The Page of Cups and his Fish

rainwolf

Oh i really like that interpretation!! I hope that it could work for every reading though...I thought of it as young emotion, innocent love, a young child, a book i have even describes it as a homosexual, but of course a picture is worth a thousand words.
 

Earthly Virgo

Page of Cups

I love these interpretations. They are so "expectant" and full of hope and excitment!

I now look at the card in a new way. I can just feel the Page saying"well fancy that a fish, just when he thought he was going to get a drink of wine or something". Isnt that the same feeling you get when something unusual pops into your head during a reading.

I cant help but think that the colours in the cards are really important ....and here we have the page dressed in blue and red... and the orange boots... the orange being the colour of the relationship chakra ...(our relationship to our creativity and people and sexuality and most importatnly to our own spiritual path) Joseph Campbell would have said the boots represented our destiny...our path. He still standing on firm ground but close enough to the water to see it flowing past him.

Dont you just love the cards... they are amazing and each time I look full of somethign new.
 

Tree Sprite

The little fish of wisdom

The first time I really looked at this card my mind went in search of the archetypal story of the grail and the journey of the novice towards enlightenment from innocence. Along the way he burns his fingers on a roasting salmon that is not meant for him, puts his fingers in his mouth, and gains the first morsel of consciousness in the form of a wound. (Thank you Robert Johnston).

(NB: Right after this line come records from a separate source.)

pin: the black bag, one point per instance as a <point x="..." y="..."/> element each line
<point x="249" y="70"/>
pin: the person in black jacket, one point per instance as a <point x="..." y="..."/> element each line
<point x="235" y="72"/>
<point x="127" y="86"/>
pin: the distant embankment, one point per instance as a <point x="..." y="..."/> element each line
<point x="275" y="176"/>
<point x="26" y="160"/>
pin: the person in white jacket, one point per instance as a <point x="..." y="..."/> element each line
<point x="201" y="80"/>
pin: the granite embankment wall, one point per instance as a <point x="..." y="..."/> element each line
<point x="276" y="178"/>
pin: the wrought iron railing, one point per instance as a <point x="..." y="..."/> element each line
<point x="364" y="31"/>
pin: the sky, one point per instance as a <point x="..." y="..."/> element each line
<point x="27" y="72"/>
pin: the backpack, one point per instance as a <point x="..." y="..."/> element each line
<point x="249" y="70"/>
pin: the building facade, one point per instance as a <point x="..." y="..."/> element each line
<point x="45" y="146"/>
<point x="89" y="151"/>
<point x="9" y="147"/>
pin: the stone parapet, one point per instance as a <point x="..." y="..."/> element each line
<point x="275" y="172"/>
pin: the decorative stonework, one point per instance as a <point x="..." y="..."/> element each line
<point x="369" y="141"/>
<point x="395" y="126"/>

For me it is the little fish of wisdom in a gentler form - the page is looking at the fish as if to say - 'what can I learn from you, my little fish - where will you take me today?'
 

aibhlin

Tree Sprite said:
For me it is the little fish of wisdom in a gentler form - the page is looking at the fish as if to say - 'what can I learn from you, my little fish - where will you take me today?'

This made me think of "The Once and Future King" where Merlin turns Arthur into different animals to teach him different things about being a king and about how one goes about when trying to pull a sword out of a stone. I recall him being turned into a fish, but I'm a bit fuzzy as to what exactly the lesson was (I went to my bookshelf to look it up only to realize I exchanged it for a copy of "Moby-dick" at the youth hostel in Puerto Iguazu... So if anyone's looking for a copy for free you know where to find it!). It's a lovely book anyway, I especially enjoy the bit about the geese.
 

PinkWikiPika

The Pages would have come from other "families"
to serve in the Court, and I think The Page of Cups
is from the Sword family ~ look at how she stands,
as if in a fencing pose... and as for the Fish, since
she is unused to Cups, with her airy imagination she
has found a pleasant diversion. Besides, don't fish
need air to breathe, even if held in a smallish Cup?

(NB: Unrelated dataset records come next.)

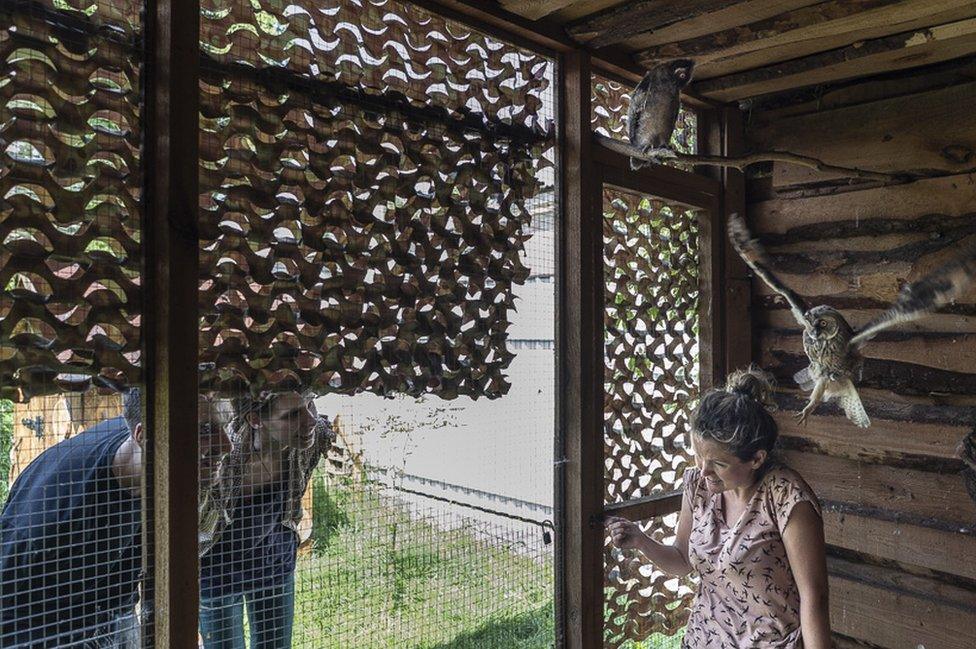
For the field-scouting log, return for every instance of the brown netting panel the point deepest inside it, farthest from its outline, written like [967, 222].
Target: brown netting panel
[383, 47]
[610, 101]
[355, 238]
[69, 196]
[651, 348]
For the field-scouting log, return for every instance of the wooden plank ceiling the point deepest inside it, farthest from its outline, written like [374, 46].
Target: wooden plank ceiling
[750, 48]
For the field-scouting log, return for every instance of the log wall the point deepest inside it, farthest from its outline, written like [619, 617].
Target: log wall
[900, 525]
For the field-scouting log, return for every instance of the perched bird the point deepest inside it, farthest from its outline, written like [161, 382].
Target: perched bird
[830, 343]
[654, 108]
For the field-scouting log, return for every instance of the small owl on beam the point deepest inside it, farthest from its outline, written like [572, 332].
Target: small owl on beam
[830, 343]
[654, 106]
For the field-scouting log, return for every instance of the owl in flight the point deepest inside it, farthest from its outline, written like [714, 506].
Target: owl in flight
[654, 108]
[830, 343]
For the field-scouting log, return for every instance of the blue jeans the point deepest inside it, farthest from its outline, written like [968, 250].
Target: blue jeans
[270, 613]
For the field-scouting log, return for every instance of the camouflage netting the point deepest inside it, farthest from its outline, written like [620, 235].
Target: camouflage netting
[70, 187]
[651, 382]
[364, 172]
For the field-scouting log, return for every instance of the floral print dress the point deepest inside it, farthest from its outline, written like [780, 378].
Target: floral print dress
[747, 596]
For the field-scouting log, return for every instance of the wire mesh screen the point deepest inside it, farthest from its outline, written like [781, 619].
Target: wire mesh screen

I knew that Pages came from other wealthy families to live as messengers and servants to the Squires of a different wealthy family, but had never thought about it in terms of each Page in the suit originating from a different suit - thank you for this insight!! How cool!
 

Richard

I think the fish probably represents an undine, a water elemental. The Rider-Waite deck tends to use animals to represent elementals: such as butterflies for sylphs, lizards for salamanders, and land animals for gnomes.

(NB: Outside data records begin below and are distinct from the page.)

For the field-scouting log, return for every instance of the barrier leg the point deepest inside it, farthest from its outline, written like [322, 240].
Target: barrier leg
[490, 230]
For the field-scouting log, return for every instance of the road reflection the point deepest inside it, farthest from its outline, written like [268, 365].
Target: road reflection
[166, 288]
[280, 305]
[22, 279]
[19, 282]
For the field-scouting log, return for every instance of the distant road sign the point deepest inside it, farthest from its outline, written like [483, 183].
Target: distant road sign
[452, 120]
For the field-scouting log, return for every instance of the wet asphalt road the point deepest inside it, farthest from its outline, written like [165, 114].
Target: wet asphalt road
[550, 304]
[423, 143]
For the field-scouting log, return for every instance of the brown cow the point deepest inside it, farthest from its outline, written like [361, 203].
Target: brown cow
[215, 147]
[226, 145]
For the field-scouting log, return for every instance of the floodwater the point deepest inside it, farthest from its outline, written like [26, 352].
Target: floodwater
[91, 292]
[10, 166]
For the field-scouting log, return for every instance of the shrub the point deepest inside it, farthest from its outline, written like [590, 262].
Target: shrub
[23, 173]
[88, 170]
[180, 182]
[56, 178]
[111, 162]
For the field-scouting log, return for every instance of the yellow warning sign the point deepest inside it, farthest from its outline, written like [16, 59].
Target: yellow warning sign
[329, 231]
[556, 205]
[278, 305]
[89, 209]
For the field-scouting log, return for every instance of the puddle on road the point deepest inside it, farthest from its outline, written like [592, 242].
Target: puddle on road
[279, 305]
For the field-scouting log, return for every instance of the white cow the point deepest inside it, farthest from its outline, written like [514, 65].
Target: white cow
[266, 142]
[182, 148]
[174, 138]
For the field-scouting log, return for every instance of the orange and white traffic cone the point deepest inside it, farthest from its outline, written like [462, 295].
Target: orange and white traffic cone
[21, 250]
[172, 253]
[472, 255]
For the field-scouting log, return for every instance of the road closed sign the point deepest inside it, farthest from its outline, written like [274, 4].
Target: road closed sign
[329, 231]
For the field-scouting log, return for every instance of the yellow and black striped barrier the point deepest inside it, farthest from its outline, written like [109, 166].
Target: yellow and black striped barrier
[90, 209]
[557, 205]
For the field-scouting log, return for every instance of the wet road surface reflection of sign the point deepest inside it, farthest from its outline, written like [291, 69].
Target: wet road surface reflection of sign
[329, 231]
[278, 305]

It is probably correct to consider Pages as female. They are seemingly depicted as male to preserve some sort of superficial continuity with the Valets of the Marseille deck. Just think of them as tomboys or transvestites. :)
 

Zephyros

Yeah, they're female. As the bottom most cards on the Tree of Life, the "Thrones of the Aces," sharing a place with all the Tens, they are the ones who receive all of creation. They're the Courts closest to us, normal people who use whatever the world has to offer and creating new things, thus being a starting point for the new cycle. Symbolically female attributes.

Also she's the bride of the Holy Guardian Angel. It don't remember where I read that in the Goldman Dawn all aspirants were symbolically female.

Plus, since we're talking about Waite and his Christian influences, the whole cup and fish thing could be an allusion to some Waite thing like the Grail and the Jesus fish or something like that.
 

Parzival

The Page of cups and the fish

In the Grail legends, including the Wolfram version (Parzival), the Grail King fishes in a lake in order to be in less pain from his lance wound in the groin. Ugh. The wounded Grail King is called the "Fisher King." So the fish coming out of the cup might mean to remember the Grail/Christ. In a wider way of seeing it, the fish might be the Higher Self giving an important spiritual message. (Vishnu in an incarnation was a fish, an interesting symbolic connection.) I like to imagine what the fish would say if it could speak. Maybe "Remember Who you really are." Or "Your life is a fishy journey" (joke).
 

Zephyros

The story also tells that Monsalvatch, the Grail Castle, was built on top of giant onyx and its floor had embedded shapes of the ocean life. Lots fish symbolism in Christianity.